Time to hang the masonite panels. For a permanent hold, use construction glue and then secure with finish nails. If you want to be able to remove the panels later, skip the adhesive and use only finish nails.
Fill nail holes and seams with wood putty. Lightly sand smooth after the putty has dried.
Prime and Paint:
Using a foam roller, prime the chalkboard with tinted primer (ask your paint department to add as much black as they can to a small can of primer.) My Lowe’s store was able to produce a 50% gray color.
After the primer dries, lightly sand, and wipe clean. It’s important to sand between coats because this will give you the smoothest results and it gives a little tooth for the next layer to adhere to. You’ll need at least two coats of chalkboard paint.
Seasoning the Chalkboard:
After the paint has dried thoroughly, enlist the help of your son or daughter to help season the chalkboard (rub chalk on its side over the entire surface.)

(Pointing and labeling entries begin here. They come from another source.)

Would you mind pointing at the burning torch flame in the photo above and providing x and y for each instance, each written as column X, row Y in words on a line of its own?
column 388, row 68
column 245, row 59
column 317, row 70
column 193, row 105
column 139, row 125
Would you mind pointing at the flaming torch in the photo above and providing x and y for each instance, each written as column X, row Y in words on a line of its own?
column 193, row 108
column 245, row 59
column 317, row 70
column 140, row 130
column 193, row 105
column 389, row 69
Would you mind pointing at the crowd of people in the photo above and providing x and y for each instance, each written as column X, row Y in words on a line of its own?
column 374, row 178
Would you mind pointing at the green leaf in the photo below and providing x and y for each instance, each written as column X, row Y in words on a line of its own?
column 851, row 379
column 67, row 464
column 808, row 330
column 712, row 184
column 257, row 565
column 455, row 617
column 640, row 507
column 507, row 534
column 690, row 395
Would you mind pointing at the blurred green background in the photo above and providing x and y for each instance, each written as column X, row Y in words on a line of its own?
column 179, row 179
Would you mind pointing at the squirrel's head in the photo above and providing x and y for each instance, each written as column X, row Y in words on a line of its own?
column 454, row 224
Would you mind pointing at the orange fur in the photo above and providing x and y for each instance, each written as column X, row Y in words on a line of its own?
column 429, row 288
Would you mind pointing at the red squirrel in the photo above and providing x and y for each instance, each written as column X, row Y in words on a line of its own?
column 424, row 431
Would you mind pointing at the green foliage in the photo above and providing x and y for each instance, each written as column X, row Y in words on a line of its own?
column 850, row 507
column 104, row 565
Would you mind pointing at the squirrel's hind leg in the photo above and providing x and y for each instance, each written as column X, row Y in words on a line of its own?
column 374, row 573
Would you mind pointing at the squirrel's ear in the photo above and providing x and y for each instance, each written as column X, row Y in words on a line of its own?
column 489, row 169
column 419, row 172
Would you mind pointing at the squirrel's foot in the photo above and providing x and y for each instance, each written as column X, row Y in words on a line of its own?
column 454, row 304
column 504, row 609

Then wipe off the chalk using a completely dry rag.
There is beauty in the gray movement on a chalkboard wall, wouldn’t you agree?
Don’t forget to add your outlet covers. You can paint them with chalkboard paint to match the wall. (Important: Do not paint the actual outlet, this violates electrical codes.)
Christen your chalkboard with drawings or your to do list.
Within two hours I had to erase the list because I was feeling a little stressed by all the things I needed to complete in our kitchen renovation.
This fun quote was a lot less stressful!
We added a chalkboard calendar a few years ago and this has been the best way for our family to stay organized (also the kids love seeing what’s coming up each week.)
What would you use a chalkboard wall for? I’d love to hear your ideas.